El primero de los cinco acuerdos del Pacto por México se refiere en su cuarto inciso a “La cultura como elemento de cohesión social”, concepto que se desglosa en cinco compromisos (del 16 al 20): Protección del patrimonio cultural, infraestructura de los estados, educación artística, estímulos a creadores y la cultura como proyección de México en el mundo. Tal como lo postula Schiller, la cultura tiene el poder de fortalecer el tejido social, para lo cual es necesario brindarles a los niños y jóvenes una educación estética. Ante el enorme atraso en materias prioritarias como comprensión de la lectura y matemáticas, puede parecer superfluo o utópico hablar de desarrollar la sensibilidad para apreciar la belleza, el arte y la cultura.
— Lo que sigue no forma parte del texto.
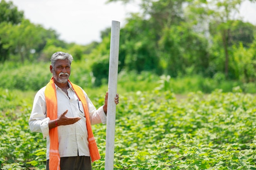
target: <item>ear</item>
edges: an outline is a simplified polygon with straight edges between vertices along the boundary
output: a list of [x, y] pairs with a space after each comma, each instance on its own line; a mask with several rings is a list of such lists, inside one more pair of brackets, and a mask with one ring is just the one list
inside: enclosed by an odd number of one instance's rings
[[51, 65], [50, 66], [50, 71], [52, 73], [52, 66]]

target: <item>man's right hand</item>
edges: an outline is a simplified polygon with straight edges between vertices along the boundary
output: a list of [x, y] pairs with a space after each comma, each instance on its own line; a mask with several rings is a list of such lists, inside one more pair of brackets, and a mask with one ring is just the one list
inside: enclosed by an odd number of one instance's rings
[[57, 119], [50, 120], [49, 122], [49, 129], [51, 129], [59, 126], [65, 126], [74, 124], [81, 119], [79, 117], [66, 117], [66, 114], [67, 111], [68, 110], [67, 110]]

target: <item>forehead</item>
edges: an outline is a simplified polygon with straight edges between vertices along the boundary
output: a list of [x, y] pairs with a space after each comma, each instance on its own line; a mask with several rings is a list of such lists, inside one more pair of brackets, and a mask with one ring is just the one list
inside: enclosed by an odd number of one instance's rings
[[55, 63], [55, 66], [70, 66], [70, 62], [68, 59], [66, 60], [56, 60], [56, 62]]

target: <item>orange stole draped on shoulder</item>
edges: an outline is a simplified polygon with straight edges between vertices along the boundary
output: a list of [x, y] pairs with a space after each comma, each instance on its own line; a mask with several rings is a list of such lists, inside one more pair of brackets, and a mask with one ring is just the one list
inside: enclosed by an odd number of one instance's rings
[[[86, 99], [83, 92], [80, 87], [72, 84], [69, 80], [68, 80], [68, 82], [71, 84], [78, 98], [81, 101], [83, 104], [83, 107], [86, 118], [86, 127], [88, 132], [89, 148], [92, 161], [93, 162], [99, 159], [101, 157], [92, 130]], [[56, 88], [53, 77], [52, 77], [50, 82], [46, 85], [45, 91], [45, 96], [46, 102], [47, 117], [49, 117], [50, 120], [55, 120], [58, 118], [58, 106]], [[55, 128], [50, 129], [49, 130], [49, 136], [50, 137], [49, 169], [49, 170], [60, 170], [60, 162], [61, 159], [58, 152], [58, 128]]]

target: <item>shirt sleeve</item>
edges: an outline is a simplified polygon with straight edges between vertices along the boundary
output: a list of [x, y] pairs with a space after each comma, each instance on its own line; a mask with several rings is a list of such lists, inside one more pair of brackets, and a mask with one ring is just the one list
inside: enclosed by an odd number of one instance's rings
[[102, 123], [103, 124], [106, 124], [107, 123], [107, 116], [103, 110], [103, 106], [102, 106], [98, 109], [96, 109], [96, 108], [84, 91], [84, 93], [87, 102], [91, 124], [93, 125], [101, 123]]
[[40, 89], [35, 96], [29, 125], [32, 132], [40, 132], [43, 138], [49, 135], [49, 121], [50, 119], [46, 117], [46, 104], [44, 90]]

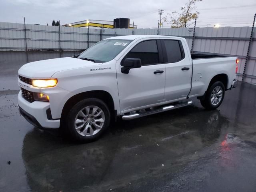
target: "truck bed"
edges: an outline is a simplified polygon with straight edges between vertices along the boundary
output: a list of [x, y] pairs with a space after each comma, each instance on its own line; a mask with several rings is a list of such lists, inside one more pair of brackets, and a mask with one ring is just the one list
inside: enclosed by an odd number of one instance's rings
[[192, 59], [209, 59], [215, 58], [234, 57], [234, 56], [230, 55], [221, 54], [192, 53], [191, 54]]

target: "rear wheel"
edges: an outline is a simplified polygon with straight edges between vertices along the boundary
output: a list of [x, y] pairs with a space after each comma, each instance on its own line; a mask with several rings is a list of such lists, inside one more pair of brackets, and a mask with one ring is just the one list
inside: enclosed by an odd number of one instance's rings
[[225, 87], [220, 81], [217, 81], [207, 90], [205, 97], [200, 102], [202, 106], [209, 110], [218, 108], [221, 104], [225, 95]]
[[106, 104], [96, 98], [84, 99], [70, 110], [64, 125], [67, 136], [84, 142], [98, 139], [108, 127], [110, 115]]

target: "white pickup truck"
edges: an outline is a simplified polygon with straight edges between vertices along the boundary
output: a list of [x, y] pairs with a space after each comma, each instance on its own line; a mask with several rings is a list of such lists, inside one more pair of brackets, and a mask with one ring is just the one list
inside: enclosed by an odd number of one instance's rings
[[110, 120], [130, 120], [192, 104], [214, 109], [236, 86], [237, 57], [190, 54], [181, 37], [108, 38], [78, 56], [32, 62], [18, 71], [20, 114], [74, 140], [99, 138]]

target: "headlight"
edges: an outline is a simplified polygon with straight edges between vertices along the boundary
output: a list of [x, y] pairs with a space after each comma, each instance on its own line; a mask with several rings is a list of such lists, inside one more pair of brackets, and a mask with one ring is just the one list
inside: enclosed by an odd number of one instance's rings
[[32, 85], [37, 87], [51, 87], [56, 85], [57, 79], [32, 79]]
[[49, 96], [42, 93], [34, 93], [34, 98], [35, 100], [42, 101], [49, 101]]

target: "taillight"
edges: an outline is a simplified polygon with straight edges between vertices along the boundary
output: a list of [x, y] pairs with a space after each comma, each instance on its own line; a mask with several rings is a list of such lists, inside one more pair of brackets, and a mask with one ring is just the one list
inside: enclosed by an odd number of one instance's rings
[[238, 64], [239, 62], [239, 60], [238, 59], [236, 59], [236, 74], [237, 73], [237, 71], [238, 70]]

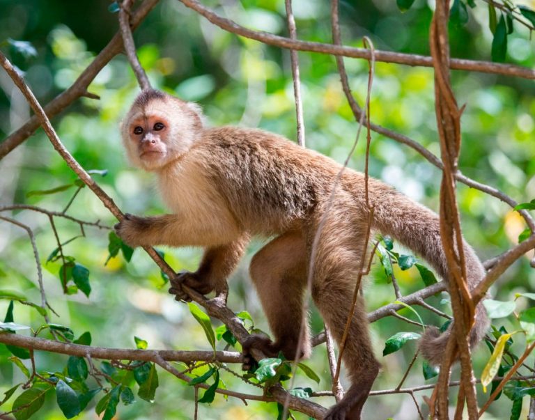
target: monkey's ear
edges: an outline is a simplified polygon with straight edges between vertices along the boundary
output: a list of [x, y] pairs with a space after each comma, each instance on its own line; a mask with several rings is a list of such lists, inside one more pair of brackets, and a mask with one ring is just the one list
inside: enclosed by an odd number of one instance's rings
[[204, 116], [204, 114], [203, 114], [203, 109], [201, 107], [201, 105], [196, 102], [186, 102], [186, 107], [187, 107], [188, 109], [192, 111], [199, 116], [199, 118], [201, 119], [201, 123], [203, 125], [206, 125], [206, 117]]

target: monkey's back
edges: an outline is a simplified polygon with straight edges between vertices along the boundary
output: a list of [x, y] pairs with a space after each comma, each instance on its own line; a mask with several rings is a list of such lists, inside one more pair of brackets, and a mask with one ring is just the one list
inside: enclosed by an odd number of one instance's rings
[[330, 191], [339, 168], [319, 153], [260, 130], [206, 130], [191, 151], [251, 233], [298, 227]]

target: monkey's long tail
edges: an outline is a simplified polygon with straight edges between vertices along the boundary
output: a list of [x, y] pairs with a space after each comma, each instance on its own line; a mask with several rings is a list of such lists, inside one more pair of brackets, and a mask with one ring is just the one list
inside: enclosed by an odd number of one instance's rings
[[[373, 227], [423, 256], [442, 279], [449, 281], [451, 276], [440, 240], [438, 216], [380, 181], [370, 180], [369, 189], [370, 200], [375, 206]], [[468, 287], [472, 290], [483, 279], [485, 269], [474, 249], [464, 240], [463, 248]], [[485, 336], [489, 326], [481, 303], [476, 308], [475, 318], [470, 332], [472, 348]], [[437, 328], [428, 327], [421, 338], [420, 352], [432, 364], [440, 364], [451, 327], [450, 325], [443, 334]]]

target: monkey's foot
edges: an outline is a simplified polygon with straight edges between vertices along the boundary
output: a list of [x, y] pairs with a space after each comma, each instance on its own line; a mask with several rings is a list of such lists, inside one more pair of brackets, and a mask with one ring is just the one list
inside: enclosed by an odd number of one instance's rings
[[251, 354], [252, 349], [262, 352], [268, 357], [276, 357], [280, 351], [280, 348], [275, 345], [268, 337], [258, 334], [251, 334], [245, 339], [242, 343], [242, 348], [243, 352], [242, 369], [247, 371], [252, 370], [257, 364], [256, 359]]
[[170, 282], [169, 293], [176, 295], [175, 300], [192, 301], [192, 298], [182, 288], [183, 285], [192, 288], [201, 295], [208, 295], [214, 290], [211, 282], [202, 278], [198, 274], [189, 271], [179, 273], [176, 278], [172, 279]]

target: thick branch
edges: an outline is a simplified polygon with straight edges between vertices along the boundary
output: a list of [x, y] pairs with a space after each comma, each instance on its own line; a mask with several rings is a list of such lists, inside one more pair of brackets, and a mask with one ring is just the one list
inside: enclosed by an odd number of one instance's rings
[[[329, 54], [355, 59], [366, 59], [369, 60], [371, 58], [369, 50], [364, 48], [343, 47], [309, 41], [293, 40], [287, 38], [279, 36], [278, 35], [274, 35], [263, 31], [247, 29], [247, 28], [238, 24], [234, 21], [222, 17], [209, 8], [204, 6], [199, 3], [199, 1], [196, 1], [196, 0], [180, 1], [185, 6], [193, 9], [200, 15], [202, 15], [212, 24], [219, 26], [222, 29], [237, 35], [240, 35], [245, 38], [264, 42], [265, 44], [288, 49]], [[384, 63], [395, 63], [398, 64], [405, 64], [407, 65], [433, 67], [433, 59], [431, 57], [417, 54], [375, 51], [375, 60]], [[525, 79], [535, 79], [535, 70], [513, 64], [500, 64], [490, 61], [477, 61], [474, 60], [452, 59], [449, 65], [450, 68], [452, 70], [476, 71], [483, 73], [495, 73], [506, 76], [516, 76]]]
[[137, 350], [127, 348], [107, 348], [61, 343], [38, 337], [29, 337], [18, 334], [0, 334], [0, 343], [17, 345], [24, 348], [52, 352], [70, 356], [107, 360], [140, 360], [156, 361], [157, 356], [169, 361], [221, 361], [242, 363], [242, 355], [237, 352], [180, 351], [164, 350]]

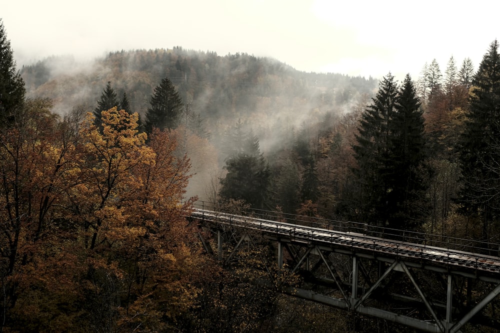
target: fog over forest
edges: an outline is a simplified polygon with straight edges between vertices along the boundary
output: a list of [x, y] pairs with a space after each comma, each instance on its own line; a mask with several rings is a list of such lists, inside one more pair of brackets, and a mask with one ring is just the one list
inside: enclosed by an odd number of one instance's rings
[[374, 78], [6, 36], [0, 331], [498, 331], [498, 40]]
[[224, 134], [238, 120], [244, 131], [252, 131], [261, 152], [270, 157], [292, 147], [300, 133], [318, 137], [320, 127], [324, 130], [362, 107], [360, 103], [366, 104], [378, 84], [373, 78], [300, 72], [270, 58], [220, 56], [176, 46], [112, 52], [86, 63], [70, 56], [54, 56], [24, 66], [20, 73], [27, 96], [50, 98], [60, 114], [74, 108], [92, 111], [110, 82], [118, 96], [126, 93], [132, 111], [142, 117], [154, 87], [168, 77], [189, 112], [199, 116], [216, 153], [216, 163], [204, 158], [197, 165], [194, 154], [199, 148], [192, 147], [193, 154], [188, 151], [196, 174], [188, 194], [204, 200], [210, 200], [206, 187], [212, 186], [212, 178], [224, 174]]

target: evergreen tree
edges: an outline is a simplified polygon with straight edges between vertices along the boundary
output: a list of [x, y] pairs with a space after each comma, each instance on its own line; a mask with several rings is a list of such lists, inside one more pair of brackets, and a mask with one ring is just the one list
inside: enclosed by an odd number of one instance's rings
[[352, 147], [358, 163], [353, 172], [358, 183], [358, 202], [355, 205], [360, 222], [385, 225], [386, 221], [388, 189], [383, 174], [388, 169], [390, 122], [396, 112], [397, 93], [396, 82], [389, 73], [382, 78], [378, 91], [360, 122], [359, 134]]
[[150, 99], [146, 112], [146, 128], [151, 133], [154, 127], [160, 129], [174, 128], [178, 124], [184, 104], [179, 94], [168, 77], [162, 80]]
[[254, 208], [268, 208], [270, 171], [258, 139], [252, 131], [245, 133], [240, 120], [227, 137], [233, 140], [233, 147], [224, 167], [228, 173], [220, 180], [220, 197], [242, 199]]
[[474, 66], [472, 64], [472, 60], [470, 58], [466, 58], [462, 62], [462, 66], [460, 67], [458, 72], [458, 81], [460, 83], [466, 86], [468, 88], [470, 87], [474, 76]]
[[0, 19], [0, 120], [2, 126], [14, 120], [24, 99], [24, 82], [16, 69], [10, 41]]
[[457, 76], [458, 74], [455, 59], [452, 55], [448, 60], [448, 64], [444, 71], [444, 92], [450, 94], [453, 91], [453, 88], [456, 84]]
[[428, 84], [427, 80], [428, 78], [429, 66], [426, 62], [424, 65], [422, 71], [420, 72], [420, 77], [418, 78], [418, 95], [420, 96], [420, 99], [424, 102], [426, 102], [428, 98]]
[[[118, 106], [118, 105], [117, 105], [116, 106]], [[133, 113], [132, 110], [130, 109], [130, 103], [128, 102], [128, 98], [127, 97], [126, 92], [124, 92], [124, 95], [122, 97], [122, 100], [120, 100], [118, 108], [120, 110], [124, 110], [128, 114]]]
[[421, 205], [427, 188], [422, 177], [426, 159], [424, 117], [420, 102], [409, 74], [396, 98], [390, 124], [390, 147], [388, 154], [385, 182], [388, 184], [388, 225], [414, 230], [422, 224]]
[[440, 69], [439, 64], [436, 59], [432, 60], [426, 73], [427, 87], [428, 89], [429, 98], [436, 91], [441, 89], [442, 81], [442, 74]]
[[[495, 40], [472, 81], [460, 156], [466, 208], [482, 221], [483, 236], [500, 220], [500, 55]], [[497, 226], [498, 227], [498, 226]], [[498, 232], [498, 230], [496, 232]]]
[[411, 78], [400, 88], [390, 73], [363, 113], [353, 147], [362, 222], [414, 229], [426, 187], [424, 118]]
[[96, 116], [96, 123], [100, 125], [101, 112], [108, 111], [110, 109], [116, 107], [120, 108], [120, 103], [116, 99], [116, 94], [111, 87], [111, 82], [108, 81], [106, 87], [102, 90], [100, 95], [100, 100], [98, 101], [97, 107], [94, 109], [94, 115]]

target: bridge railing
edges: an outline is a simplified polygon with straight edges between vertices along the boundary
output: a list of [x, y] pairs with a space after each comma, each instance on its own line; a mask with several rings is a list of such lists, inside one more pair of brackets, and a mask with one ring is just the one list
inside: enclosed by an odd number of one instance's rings
[[286, 222], [328, 230], [356, 233], [364, 236], [412, 243], [426, 246], [433, 246], [449, 250], [500, 257], [499, 242], [484, 242], [475, 239], [400, 230], [352, 221], [330, 220], [261, 209], [240, 207], [238, 211], [235, 212], [232, 210], [230, 210], [223, 205], [206, 201], [196, 202], [194, 203], [194, 208], [222, 213], [237, 214], [264, 220]]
No lo es. El compromiso 18 del Pacto establece: “Se introducirán en las escuelas, particularmente en las de horario ampliado, programas de educación artística que desarrollen en los alumnos el gusto por la cultura y los ayuden a desarrollar habilidades que mejoren su aprendizaje en otras materias”. Está bien, pero es indispensable que la educación estética trascienda el ámbito de las aulas y se vincule con la difusión y promoción cultural, a cargo de Conaculta. La televisión y las nuevas tecnologías de la comunicación son instrumentos fundamentales para la proyección de nuestra cultura, dentro del país y en el mundo.

Propongo que los Institutos de México lleven el nombre de Octavio Paz, la figura literaria más destacada de México, a la par de Sor Juana y Alfonso Reyes, con la ventaja sobre sus antecesores de que su obra está traducida a todos los idiomas y es mejor conocida mundialmente. Además, Octavio Paz es el mejor y más auténtico rostro del México democrático al que aspiramos. En 2014, la celebración del centenario del nacimiento de nuestro Premio Nobel de Literatura debe concebirse como un magno acontecimiento nacional e internacional, en el marco del compromiso 20 del Pacto por México. Esperamos resultados.